新たな消費行動に
トライする“消費の冒険”

 アメリカン・エキスプレスでは、このような、消費や働き方に対する意識が高く日々の生活を充実させることに積極的な人たちを、「ネオ・ポテンシャリスト」と名付けている。同社では、その代表格である20代~40代のビジネスパーソン1000人を対象とした消費実態調査を行い、調査の結果から“三つの消費トレンド”を明らかにした。

 一つ目は「パーソナル」。ネオ・ポテンシャリストは自分の考えやこだわりを持ち、大事なものが明確で、質のよいものを見極めて購入する。「お金を出すのが惜しくない分野がある」のも特徴だ。二つ目は「ソーシャル」。

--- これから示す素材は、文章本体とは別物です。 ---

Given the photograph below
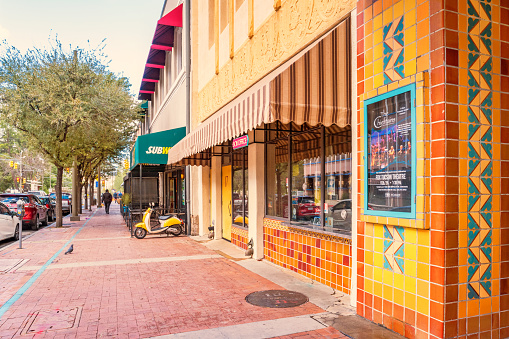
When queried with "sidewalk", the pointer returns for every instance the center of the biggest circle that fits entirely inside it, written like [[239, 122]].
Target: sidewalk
[[113, 285]]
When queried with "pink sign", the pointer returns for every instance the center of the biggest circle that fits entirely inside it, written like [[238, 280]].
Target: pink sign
[[240, 142]]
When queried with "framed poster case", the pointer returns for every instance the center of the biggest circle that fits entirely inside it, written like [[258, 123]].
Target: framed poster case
[[389, 154]]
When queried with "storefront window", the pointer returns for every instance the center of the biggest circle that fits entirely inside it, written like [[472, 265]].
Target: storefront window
[[277, 178], [306, 178], [240, 188], [300, 154]]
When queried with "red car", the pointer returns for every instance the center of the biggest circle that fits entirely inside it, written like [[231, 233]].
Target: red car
[[35, 211]]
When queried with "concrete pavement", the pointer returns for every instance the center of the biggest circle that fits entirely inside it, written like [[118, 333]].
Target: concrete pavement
[[113, 285]]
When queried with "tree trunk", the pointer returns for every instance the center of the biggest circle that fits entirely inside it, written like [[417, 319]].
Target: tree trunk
[[86, 194], [80, 193], [58, 192]]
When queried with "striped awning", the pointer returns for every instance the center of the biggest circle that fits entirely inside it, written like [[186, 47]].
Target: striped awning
[[315, 90]]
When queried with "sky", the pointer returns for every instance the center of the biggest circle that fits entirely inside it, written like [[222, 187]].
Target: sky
[[127, 25]]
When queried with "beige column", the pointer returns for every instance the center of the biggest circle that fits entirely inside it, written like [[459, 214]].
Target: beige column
[[204, 203], [256, 203], [215, 196]]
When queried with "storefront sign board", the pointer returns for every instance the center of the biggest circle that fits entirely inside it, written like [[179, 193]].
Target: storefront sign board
[[240, 142], [390, 158]]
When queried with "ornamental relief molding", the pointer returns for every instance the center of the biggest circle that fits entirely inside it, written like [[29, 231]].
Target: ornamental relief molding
[[294, 26]]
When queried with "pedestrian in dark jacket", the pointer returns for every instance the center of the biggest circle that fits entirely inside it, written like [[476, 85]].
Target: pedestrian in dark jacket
[[106, 199]]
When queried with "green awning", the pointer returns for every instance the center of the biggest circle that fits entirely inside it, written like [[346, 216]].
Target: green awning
[[152, 149]]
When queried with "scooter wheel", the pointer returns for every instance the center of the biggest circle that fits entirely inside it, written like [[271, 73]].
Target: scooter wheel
[[140, 233]]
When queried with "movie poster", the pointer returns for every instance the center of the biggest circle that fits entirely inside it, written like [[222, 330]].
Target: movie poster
[[389, 128]]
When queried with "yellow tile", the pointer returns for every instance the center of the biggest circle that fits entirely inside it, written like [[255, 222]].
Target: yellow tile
[[368, 71], [410, 300], [410, 67], [379, 259], [378, 36], [378, 274], [378, 66], [377, 22], [399, 9], [369, 229], [368, 257], [379, 245], [409, 5], [423, 305], [379, 80], [423, 238], [377, 289], [410, 268], [411, 37], [423, 271], [387, 293], [399, 297], [410, 251], [410, 284], [410, 52], [387, 17], [423, 288], [368, 285], [399, 281], [368, 271]]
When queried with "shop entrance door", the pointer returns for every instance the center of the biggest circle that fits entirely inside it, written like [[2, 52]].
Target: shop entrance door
[[226, 184]]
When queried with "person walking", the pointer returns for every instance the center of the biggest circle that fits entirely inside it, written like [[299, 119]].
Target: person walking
[[106, 199]]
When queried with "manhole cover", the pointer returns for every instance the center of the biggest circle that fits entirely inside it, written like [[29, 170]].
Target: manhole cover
[[277, 298], [52, 320]]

モノよりも外食や交際費など、コミュニケーションを重視する消費傾向があり、家族旅行など家族との時間への投資も怠らない。三つ目は「デジタル」。全員がオンラインショッパーで、使うお金も実店舗とオンライン半々のハイブリッド派。デジタルを駆使して食品・飲料など日用品を購入するのは当たり前で、移動中にスマホで買い物をする人も多い。

 ネオ・ポテンシャリストは、世代や年齢を限定しない。確率的には若い世代が多いが、50~60代の経営者層でも、デジタルを駆使して、こだわりの消費を楽しむ人は多い。清原社長自身も、実はネオ・ポテンシャリストの一人であると明かす。

「昔から所有欲があまりなく、車も腕時計も持っていません。ただし“消費における冒険”は大好きで、例えば先日、とても高価なイタリア製のエスプレッソマシンを購入してしまいました。友人の家にあり、入れてくれたエスプレッソがとても美味しかったので、早速帰りのタクシーの中でモバイルを使って注文したのです。妻に言わせると“無駄遣い”なのですが、それが私の人生の豊かさにつながるのです」

 今後、日本は本格的な少子高齢化の時代に突入していく。人口増に合わせて消費を伸ばすという構図は、もはや成り立たない。ではどうすれば消費が伸びるのか。清原社長は、「価値観の多様化を背景に、一人一人が、新たな消費行動にトライする“消費の冒険”を行うことが、消費を伸長させる原動力になる」と言う。

 それは日常的な小さな冒険で構わない。例えば、自分では絶対に買わないネクタイやシャツを他人に選んでもらう。働き始めた若者が、ミシュランの1つ星レストランに行ってみる。逆に大企業の重役が、ファーストフードの味を再発見する、などなど。

 言ってみれば、モノよりもコト。消費の“体験”に力点が置かれた行動である。

「ネオ・ポテンシャリストの消費行動は確実に増えていて、彼らが起爆剤となって波及効果を及ぼせば、社会全体のポテンシャルも上がります。“消費の冒険”によって消費が増加する素地は十分にあり、それが成熟した社会の行き着く姿なのではと思います」

 そしてその消費行動を支えるのが、アメリカン・エキスプレスのカードなのだ。